Precious metals continued moving higher yesterday as gold and silver tested resistance levels at $1,125.00 and $14.50. Fueled by uncertainty over the health of the U.S. economy, many “experts” are now calling for no more than two rate hikes by the FOMC this year. Earlier consensus opinion along with comments by FOMC members had all markets pricing in four rate hikes in 2016. The result of fewer rate hikes should be favorable for gold and the commodity sector as a USD that does not rally, and perhaps actually weakens, would be very supportive for precious metals. The extreme volatility in the stock market may also be lending a hand in the recent rally as equity investors make changes to their portfolios. Month to date figures show ETF holdings in gold have risen almost 4.00 percent in January. Later today, we will get a statement from the FOMC as they conclude their first meeting of 2016. A dovish tone could send gold towards the 200 day moving average at $1,133.00 while silver takes a look at the 100 day average which is $14.65.
The trading week heads for the finish line and gold and silver continue to trade in a well-defined range as they react to the influences other markets exert. This morning’s headline of surprisingly weak U.S. economic data, as witnessed by a fall in retail sales and factory orders, has equity investors looking for the exit sign as the Dow Jones average is down over 400 points. With another sharp fall in the NASDAQ, it is now down over 10 percent in the first two weeks of January. The yield on the U.S. ten year bond, which was expected to rise on the back of Fed tightening, has done nothing but fall the past few weeks as the yield is struggling to hold above two percent. As expected, traders and investors alike are seeking “safe haven” as gold and silver have “come off the ropes” this morning and are up sharply in early U.S. trading as silver has once again broken above $14.00. Crude oil continues to weigh heavily as it has fallen below $30.00 with many commentators calling for the sharp decline to continue. Data released by the World Gold Council and Bank for International Settlements shows that Central Banks continued to be a net buyer of gold through the end of the year with China and Russia being the featured buyers. Make sure you have your seat belt on today, as I get ready to hit the send button silver has dropped sharply and is back at $13.95. Today could be a roller coaster ride for many of the markets.

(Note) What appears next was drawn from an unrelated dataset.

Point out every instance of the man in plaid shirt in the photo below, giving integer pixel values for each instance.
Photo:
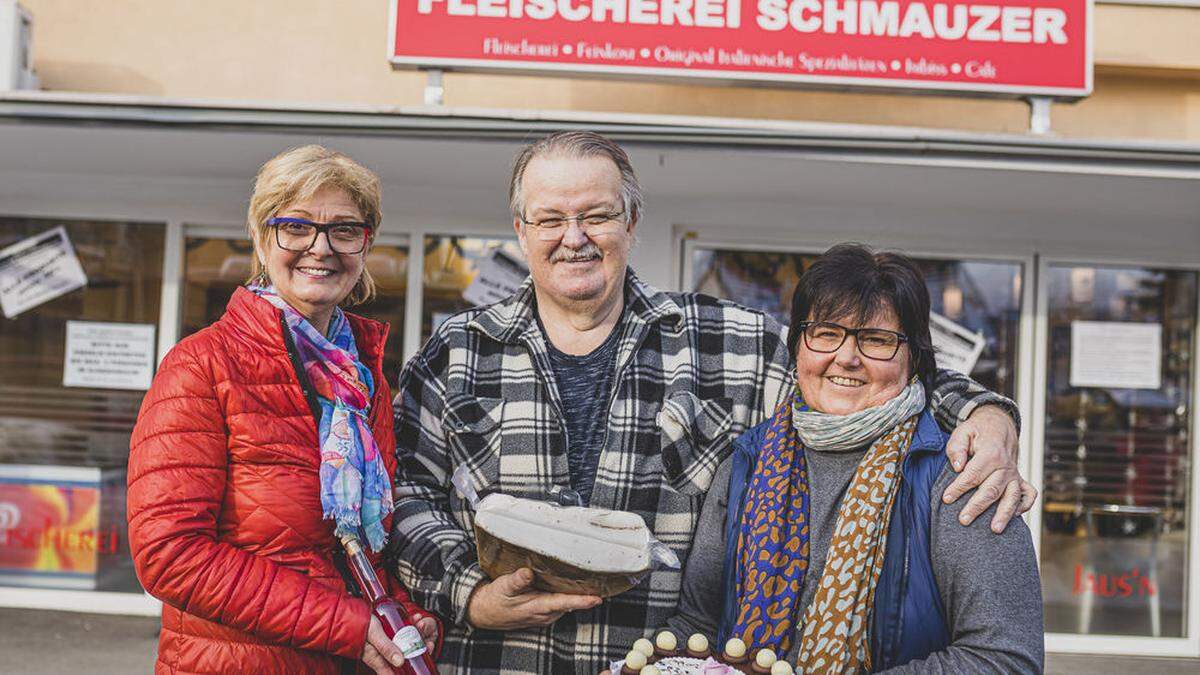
(591, 380)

This morning finds geopolitical events continue to dominate the headlines. Following on the heels of the losses in the Chinese stock market, tensions are at heightened levels in the middle east as Saudi Arabia and Iran have suspended diplomatic ties. This morning brings news that North Korea is claiming they have successfully tested a hydrogen bomb. The market reactions have been a global sell-off in equities while gold has benefited from those seeking a “safe haven”. While physical demand has been a bit disappointing to begin the new year, this morning’s news has propelled gold above resistance at $1,085.00 with additional gains likely to heat up our corner of the market. Silver continues to lag behind gold as witnessed by the gold / silver ratio which is moving towards 78.00. Platinum and especially palladium are taking it on the chin this morning as they follow crude oil which has fallen below $35.00 this morning and is down over three percent.
Recent U.S. economic data has been mixed with manufacturing and home sales missing economic forecasts while this morning’s ADP payroll report came in better than expected for December. Lastly, Fed Vice Chairman Fisher, in his first interview since the rate hike last month, indicated the FOMC is likely to raise rates four times this year. With all the uncertainty in the world, I would expect gold to continue benefiting from its safe haven appeal. If gold continues to probe higher, resistance can be expected at $1,111.50 which is the 100 day moving average. A continuation of USD strength and falling crude oil likely sends gold back towards $1,050.00.